Op het moment dat de FBI erachter komt dat Nicholas Fréderic was, neemt het verhaal abrupt een andere wending. Fréderic Bourdin, zo bleek, was al talloze malen opgedoken als iemand anders. Zoals hijzelf in de documentaire uitlegt, was hij constant op zoek naar de liefde die hij in zijn jeugd ontbeerd had. Toen Fréderic onder druk van de FBI in zichzelf veranderde, nam hij prompt een nieuwe gedaante aan. De verloren zoon werd een wraakengel. Hij transformeerde zich in Judas. Fréderic verried de familie die hem tot het bittere eind toe als Nicholas omarmd had. Niet hij had hen bedot. Het was omgekeerd. Zij hadden van hem gebruikgemaakt om voor de buitenwereld te verbergen dat hun zoon niet vermist maar vermoord was. De familie zelf had Nicholas drie jaar geleden omgebracht. De terugkeer van de verloren zoon had hun een schitterend alibi verschaft. Fréderic gaf de familie aan bij de politie. Ze hadden valselijk van hem gehouden. Sindsdien staat de familie onder verdenking van moord, maar ontbreekt elk bewijs, alle bemoeienissen van de privédetective ten spijt.
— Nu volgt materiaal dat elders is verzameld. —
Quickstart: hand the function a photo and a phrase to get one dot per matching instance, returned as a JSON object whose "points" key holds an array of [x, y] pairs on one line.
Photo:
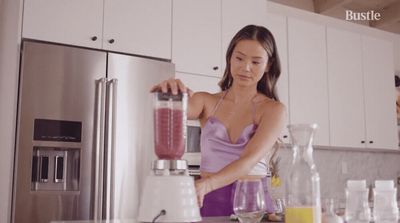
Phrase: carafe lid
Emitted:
{"points": [[161, 96]]}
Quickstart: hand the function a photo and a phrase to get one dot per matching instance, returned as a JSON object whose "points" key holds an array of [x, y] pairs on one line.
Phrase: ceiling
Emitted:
{"points": [[389, 11]]}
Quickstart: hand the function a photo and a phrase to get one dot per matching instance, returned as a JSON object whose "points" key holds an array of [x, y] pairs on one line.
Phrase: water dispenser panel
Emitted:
{"points": [[55, 169], [57, 130]]}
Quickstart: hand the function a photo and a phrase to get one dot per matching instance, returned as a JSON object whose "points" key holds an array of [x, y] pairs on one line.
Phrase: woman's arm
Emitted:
{"points": [[271, 124]]}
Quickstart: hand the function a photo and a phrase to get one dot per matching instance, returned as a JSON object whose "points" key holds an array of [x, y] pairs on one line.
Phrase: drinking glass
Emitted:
{"points": [[248, 201]]}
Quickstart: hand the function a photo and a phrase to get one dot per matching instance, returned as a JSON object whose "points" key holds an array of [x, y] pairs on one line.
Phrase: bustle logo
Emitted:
{"points": [[362, 16]]}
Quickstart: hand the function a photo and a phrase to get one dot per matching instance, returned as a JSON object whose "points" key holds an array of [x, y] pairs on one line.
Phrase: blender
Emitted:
{"points": [[169, 194]]}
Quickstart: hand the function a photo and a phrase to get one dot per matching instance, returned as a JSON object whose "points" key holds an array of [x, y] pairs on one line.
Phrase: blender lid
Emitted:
{"points": [[170, 165], [167, 96]]}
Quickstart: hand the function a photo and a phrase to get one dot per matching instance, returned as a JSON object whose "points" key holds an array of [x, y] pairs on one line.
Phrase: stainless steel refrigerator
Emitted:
{"points": [[84, 139]]}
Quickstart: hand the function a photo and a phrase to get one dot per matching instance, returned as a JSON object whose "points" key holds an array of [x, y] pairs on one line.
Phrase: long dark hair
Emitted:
{"points": [[267, 84]]}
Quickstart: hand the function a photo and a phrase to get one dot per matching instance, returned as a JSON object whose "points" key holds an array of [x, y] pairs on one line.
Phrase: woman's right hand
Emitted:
{"points": [[175, 85]]}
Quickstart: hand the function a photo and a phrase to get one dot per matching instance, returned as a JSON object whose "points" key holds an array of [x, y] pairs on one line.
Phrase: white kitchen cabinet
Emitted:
{"points": [[199, 82], [139, 27], [308, 84], [130, 26], [361, 91], [379, 93], [72, 22], [346, 93], [196, 36]]}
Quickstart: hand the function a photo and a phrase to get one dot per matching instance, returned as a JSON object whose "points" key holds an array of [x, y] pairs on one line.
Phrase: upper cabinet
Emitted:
{"points": [[72, 22], [129, 26], [379, 93], [199, 82], [139, 27], [196, 37], [346, 93], [361, 91], [308, 91]]}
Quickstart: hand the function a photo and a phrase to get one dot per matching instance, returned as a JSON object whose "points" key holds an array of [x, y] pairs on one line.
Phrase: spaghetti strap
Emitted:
{"points": [[218, 103], [254, 111]]}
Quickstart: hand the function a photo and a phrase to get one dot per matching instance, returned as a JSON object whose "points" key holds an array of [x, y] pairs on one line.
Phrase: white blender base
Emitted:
{"points": [[174, 194]]}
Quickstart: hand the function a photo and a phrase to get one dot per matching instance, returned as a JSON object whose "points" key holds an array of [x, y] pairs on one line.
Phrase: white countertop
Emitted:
{"points": [[206, 219]]}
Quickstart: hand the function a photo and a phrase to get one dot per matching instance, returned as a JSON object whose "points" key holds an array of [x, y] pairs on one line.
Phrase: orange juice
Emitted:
{"points": [[299, 215]]}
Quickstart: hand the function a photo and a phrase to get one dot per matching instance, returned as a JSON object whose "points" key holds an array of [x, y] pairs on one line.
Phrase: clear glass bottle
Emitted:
{"points": [[303, 202]]}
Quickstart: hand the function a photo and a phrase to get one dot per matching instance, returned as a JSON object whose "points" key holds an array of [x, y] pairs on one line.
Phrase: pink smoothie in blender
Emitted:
{"points": [[169, 125]]}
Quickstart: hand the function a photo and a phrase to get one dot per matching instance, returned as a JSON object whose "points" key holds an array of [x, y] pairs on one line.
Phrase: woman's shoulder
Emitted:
{"points": [[268, 106]]}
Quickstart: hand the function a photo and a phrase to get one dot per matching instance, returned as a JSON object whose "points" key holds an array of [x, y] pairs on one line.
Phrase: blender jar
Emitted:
{"points": [[170, 125]]}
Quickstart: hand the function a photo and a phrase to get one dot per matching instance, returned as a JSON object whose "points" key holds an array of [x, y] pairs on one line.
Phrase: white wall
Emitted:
{"points": [[300, 4], [10, 14]]}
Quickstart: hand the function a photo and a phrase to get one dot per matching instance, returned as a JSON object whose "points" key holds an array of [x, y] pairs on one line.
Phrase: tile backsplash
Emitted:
{"points": [[335, 166]]}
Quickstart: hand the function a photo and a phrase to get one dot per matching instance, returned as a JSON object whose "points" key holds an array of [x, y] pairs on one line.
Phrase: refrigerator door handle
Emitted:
{"points": [[108, 203], [100, 126]]}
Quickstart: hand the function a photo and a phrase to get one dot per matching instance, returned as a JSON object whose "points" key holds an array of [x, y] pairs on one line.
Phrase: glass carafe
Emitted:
{"points": [[303, 202], [170, 125]]}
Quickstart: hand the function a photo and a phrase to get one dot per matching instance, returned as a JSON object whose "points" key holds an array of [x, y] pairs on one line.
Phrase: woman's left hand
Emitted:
{"points": [[203, 187]]}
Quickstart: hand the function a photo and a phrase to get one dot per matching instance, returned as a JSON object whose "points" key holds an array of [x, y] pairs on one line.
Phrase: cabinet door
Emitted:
{"points": [[380, 95], [72, 22], [196, 38], [308, 91], [277, 24], [346, 97], [138, 27], [199, 82]]}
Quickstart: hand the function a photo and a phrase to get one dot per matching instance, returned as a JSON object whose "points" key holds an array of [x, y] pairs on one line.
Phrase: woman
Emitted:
{"points": [[240, 124]]}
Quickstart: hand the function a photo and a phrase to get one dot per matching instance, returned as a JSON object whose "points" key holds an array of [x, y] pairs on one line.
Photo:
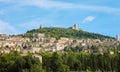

Als deze fascinerende documentaire één ding duidelijk maakt, dan is het wel hoe makkelijk we onszelf kunnen bedotten. We denken de werkelijkheid te vatten, terwijl we niets anders doen dan bestaande vooroordelen bevestigen. We leven vrijwel permanent in een filter bubble. Slechts af en toe vallen ons de schellen van de ogen.